Sidney Mintz, un anthropologue américain connu pour ses travaux sur la nourriture, en particulier le sucre, et sur les Caraïbes, est mort des suites d'une chute le 26 décembre, à l'âge de 93 ans.
•
Sidney Mintz, fils d'immigrés juifs d'Europe de l'Est né dans le New Jersey, était l'une des figures de proue de l'anthropologie de l'alimentation, cette branche de l'anthropologie culturelle qui étudie les habitudes alimentaires des populations. En 1985, il avait publié un ouvrage particulièrement marquant, intitulé "La douceur et le pouvoir : La place du sucre dans l'histoire moderne". Sidney Mintz y revenait sur l'évolution de la consommation du sucre dans l'histoire, et s'attachait à montrer à quel point elle était liée au développement du capitalisme.

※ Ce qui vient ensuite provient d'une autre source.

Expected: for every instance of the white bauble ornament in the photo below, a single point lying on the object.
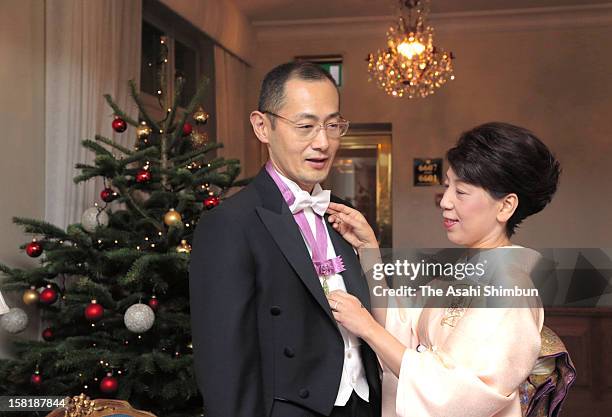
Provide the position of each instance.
(139, 318)
(94, 217)
(15, 321)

Le rôle du sucre dans le développement du commerce triangulaire
"Comment passe-t-on du goût des enfants pour le sucré, à l'histoire de l'esclavage, à la guerre, et au lobbying des entreprises auprès du congrès?", écrivait-il pour présenter son livre, sur son site internet. Il est l'un des premiers à avoir expliqué comment la consommation du sucre, perçu comme une gourmandise par les plus riches, et comme la principale source d'apport calorique par les ouvriers qui travaillaient dans les usines, avait poussé l'Empire
britannique à développer le commerce triangulaire.
Les Caraïbes "laboratoire d'essai de l'impérialisme européen"
Les Caraïbes étaient d'ailleurs son principal domaine d'étude. "Il y a plusieurs siècles, ces îles sont devenues le laboratoire d'essai de l'impérialisme européen et de l'esclavage moderne, où l'on a produit de la 'nourriture addictive pour prolétaires', comme le sucre, le café et le rhum", expliquait-il sur son site internet.
Plusieurs ouvrages
Ce diplômé de l'université Columbia avait publié en 1960 le livre "Worker in the Cane: A Puerto Rican Life History", non traduit en français, dans lequel il décrivait les conditions de travail des employés des plantations de canne à sucre. Il avait ensuite écrit sur la Jamaïque, et les villages de paysans qui s'y étaient créés à la fin de l'époque coloniale, et sur Haïti, lieu d'échanges commerciaux.
La consommation à la mode américaine
Pendant 20 ans, il avait enseigné l'anthropologie à l'université de Yale. Il s'était également intéressé à la manière dont agissaient les Américains, en tant que consommateurs, et avaient remarqué qu'ils avaient tendance à consommer le plus de choses possibles en même temps. Ainsi en 1985, dans "La douceur et le pouvoir", il faisait remarquer que pour les Américains:
"Regarder un match des Dallas Cowboys tout en mangeant des chips et en buvant du Coca-Cola, un joint à la main et avec une fille sur les genoux, revenait à condenser le plus d'activités possibles dans une brève période de temps, pour maximiser les plaisirs".